GraphBPE: Molecular Graphs Meet Byte-Pair Encoding
Yuchen Shen, Barnabás Póczos
TL;DR
GraphBPE proposes a data-driven graph tokenization method inspired by Byte-Pair Encoding to decompose molecular graphs into substructures, producing either simple graphs or hypergraphs as inputs to GNNs and HyperGNNs. By iteratively contracting high-frequency contextualized node pairs, GraphBPE creates a vocabulary of graph substructures that can reshape learning, with ring and clique topologies serving as common preprocessing targets. Across six datasets and multiple architectures, tokenization generally benefits small classification tasks and remains competitive with other tokenizers on larger datasets, underscoring the impact of data preprocessing schedules in molecular graph learning. The work demonstrates that a model-agnostic preprocessing step can uncover effective graph representations, suggesting that careful tokenization strategies are a valuable complement to architectural advances in molecular ML, and provides a public implementation to spur further exploration.
Abstract
With the increasing attention to molecular machine learning, various innovations have been made in designing better models or proposing more comprehensive benchmarks.

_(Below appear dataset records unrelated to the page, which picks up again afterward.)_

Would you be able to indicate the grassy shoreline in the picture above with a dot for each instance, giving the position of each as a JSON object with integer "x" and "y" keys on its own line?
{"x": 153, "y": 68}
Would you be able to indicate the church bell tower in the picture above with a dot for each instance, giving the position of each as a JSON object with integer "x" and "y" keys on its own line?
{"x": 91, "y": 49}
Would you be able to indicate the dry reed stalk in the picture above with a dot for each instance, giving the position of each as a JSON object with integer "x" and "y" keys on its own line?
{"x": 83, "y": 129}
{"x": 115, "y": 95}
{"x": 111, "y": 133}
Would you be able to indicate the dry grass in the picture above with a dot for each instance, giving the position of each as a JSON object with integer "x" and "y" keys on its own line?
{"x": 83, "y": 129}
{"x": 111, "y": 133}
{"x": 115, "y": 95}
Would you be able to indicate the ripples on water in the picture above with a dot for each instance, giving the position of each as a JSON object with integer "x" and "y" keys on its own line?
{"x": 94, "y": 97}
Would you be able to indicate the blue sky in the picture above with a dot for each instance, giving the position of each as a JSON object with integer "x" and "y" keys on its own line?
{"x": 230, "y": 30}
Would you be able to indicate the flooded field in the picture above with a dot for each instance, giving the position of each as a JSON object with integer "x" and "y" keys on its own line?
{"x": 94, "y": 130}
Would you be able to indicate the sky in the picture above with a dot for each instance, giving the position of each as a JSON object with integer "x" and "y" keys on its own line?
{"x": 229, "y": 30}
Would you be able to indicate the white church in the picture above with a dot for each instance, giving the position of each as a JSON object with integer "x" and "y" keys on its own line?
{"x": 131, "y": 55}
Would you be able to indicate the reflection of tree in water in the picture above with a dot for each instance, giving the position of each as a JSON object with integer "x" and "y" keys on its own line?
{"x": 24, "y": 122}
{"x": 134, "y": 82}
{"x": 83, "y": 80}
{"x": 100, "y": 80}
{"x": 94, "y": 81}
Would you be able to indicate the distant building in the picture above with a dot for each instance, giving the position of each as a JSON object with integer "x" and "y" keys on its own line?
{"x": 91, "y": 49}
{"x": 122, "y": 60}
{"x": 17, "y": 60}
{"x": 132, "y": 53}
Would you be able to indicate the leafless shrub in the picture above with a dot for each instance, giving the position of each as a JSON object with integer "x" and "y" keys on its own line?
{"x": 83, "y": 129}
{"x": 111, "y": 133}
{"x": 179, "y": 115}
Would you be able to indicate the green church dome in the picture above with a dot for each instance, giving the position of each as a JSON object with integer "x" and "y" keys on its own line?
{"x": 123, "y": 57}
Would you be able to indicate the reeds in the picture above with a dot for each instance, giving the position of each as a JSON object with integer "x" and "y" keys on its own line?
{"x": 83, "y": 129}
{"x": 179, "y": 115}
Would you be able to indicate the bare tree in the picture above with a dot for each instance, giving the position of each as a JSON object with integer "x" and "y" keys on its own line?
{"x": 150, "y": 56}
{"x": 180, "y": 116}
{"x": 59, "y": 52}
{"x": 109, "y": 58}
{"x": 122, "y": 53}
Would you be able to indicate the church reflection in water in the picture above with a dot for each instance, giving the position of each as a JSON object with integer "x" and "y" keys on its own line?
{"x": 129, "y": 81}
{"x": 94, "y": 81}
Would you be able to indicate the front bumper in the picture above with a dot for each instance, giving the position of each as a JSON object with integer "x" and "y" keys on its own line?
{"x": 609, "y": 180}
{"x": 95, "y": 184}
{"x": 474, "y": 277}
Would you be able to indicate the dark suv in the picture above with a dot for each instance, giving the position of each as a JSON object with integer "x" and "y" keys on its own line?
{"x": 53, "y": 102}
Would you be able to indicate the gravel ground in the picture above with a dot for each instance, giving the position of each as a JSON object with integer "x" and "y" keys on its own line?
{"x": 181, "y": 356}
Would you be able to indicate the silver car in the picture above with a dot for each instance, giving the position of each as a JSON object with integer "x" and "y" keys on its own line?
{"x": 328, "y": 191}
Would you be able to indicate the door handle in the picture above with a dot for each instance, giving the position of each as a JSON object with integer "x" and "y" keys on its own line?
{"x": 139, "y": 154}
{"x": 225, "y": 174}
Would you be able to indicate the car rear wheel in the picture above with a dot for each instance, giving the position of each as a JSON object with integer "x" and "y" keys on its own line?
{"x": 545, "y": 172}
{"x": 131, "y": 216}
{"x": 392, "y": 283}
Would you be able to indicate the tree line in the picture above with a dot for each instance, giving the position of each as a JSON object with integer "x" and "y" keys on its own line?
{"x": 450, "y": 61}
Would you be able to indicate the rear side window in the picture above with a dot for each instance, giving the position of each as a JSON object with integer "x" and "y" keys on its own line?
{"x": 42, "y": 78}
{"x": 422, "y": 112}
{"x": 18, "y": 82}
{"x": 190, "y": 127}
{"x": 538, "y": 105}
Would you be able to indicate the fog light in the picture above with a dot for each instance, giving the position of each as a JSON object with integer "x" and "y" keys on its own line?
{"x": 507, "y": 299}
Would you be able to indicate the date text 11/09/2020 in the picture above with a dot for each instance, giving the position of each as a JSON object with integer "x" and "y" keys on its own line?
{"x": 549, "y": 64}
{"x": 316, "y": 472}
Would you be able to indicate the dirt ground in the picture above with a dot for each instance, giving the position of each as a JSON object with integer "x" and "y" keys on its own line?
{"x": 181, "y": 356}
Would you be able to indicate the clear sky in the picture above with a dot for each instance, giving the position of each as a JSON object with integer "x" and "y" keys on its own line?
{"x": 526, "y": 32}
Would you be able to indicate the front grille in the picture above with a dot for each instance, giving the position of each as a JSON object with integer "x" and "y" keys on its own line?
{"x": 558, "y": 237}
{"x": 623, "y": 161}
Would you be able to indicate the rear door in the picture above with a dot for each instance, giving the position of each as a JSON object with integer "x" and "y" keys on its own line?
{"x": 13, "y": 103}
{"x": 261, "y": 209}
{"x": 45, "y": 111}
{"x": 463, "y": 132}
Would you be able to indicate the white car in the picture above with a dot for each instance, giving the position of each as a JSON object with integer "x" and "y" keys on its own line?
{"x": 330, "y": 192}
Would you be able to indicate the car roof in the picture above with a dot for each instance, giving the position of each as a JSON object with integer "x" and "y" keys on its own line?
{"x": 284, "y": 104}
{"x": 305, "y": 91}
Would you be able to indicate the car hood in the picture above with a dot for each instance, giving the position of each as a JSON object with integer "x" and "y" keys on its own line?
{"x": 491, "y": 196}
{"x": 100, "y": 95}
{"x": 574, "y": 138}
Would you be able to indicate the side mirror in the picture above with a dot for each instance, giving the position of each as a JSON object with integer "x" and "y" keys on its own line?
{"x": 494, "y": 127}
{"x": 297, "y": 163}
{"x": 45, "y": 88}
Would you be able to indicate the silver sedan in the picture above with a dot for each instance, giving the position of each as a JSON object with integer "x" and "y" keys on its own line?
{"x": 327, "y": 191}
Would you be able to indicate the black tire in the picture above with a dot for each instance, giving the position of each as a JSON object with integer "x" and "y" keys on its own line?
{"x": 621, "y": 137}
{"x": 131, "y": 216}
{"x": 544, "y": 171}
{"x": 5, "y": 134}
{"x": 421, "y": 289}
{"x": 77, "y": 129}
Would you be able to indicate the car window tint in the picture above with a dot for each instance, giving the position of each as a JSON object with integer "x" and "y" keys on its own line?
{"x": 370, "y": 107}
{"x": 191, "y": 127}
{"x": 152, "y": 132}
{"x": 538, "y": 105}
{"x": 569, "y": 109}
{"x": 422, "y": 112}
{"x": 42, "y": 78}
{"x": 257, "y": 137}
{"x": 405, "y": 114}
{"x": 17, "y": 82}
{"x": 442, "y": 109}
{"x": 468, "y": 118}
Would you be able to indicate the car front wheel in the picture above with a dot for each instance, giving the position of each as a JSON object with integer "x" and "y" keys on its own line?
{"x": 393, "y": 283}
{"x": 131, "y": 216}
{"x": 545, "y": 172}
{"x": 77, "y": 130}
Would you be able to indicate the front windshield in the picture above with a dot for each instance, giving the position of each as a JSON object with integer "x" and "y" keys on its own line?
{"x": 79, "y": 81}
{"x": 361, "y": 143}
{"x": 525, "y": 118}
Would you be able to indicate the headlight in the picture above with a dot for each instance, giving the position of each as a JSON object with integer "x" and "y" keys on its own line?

However, less is studied on the data preprocessing schedule for molecular graphs, where a different view of the molecular graph could potentially boost the model's performance. Inspired by the Byte-Pair Encoding (BPE) algorithm, a subword tokenization method popularly adopted in Natural Language Processing, we propose GraphBPE, which tokenizes a molecular graph into different substructures and acts as a preprocessing schedule independent of the model architectures. Our experiments on 3 graph-level classification and 3 graph-level regression datasets show that data preprocessing could boost the performance of models for molecular graphs, and GraphBPE is effective for small classification datasets and it performs on par with other tokenization methods across different model architectures.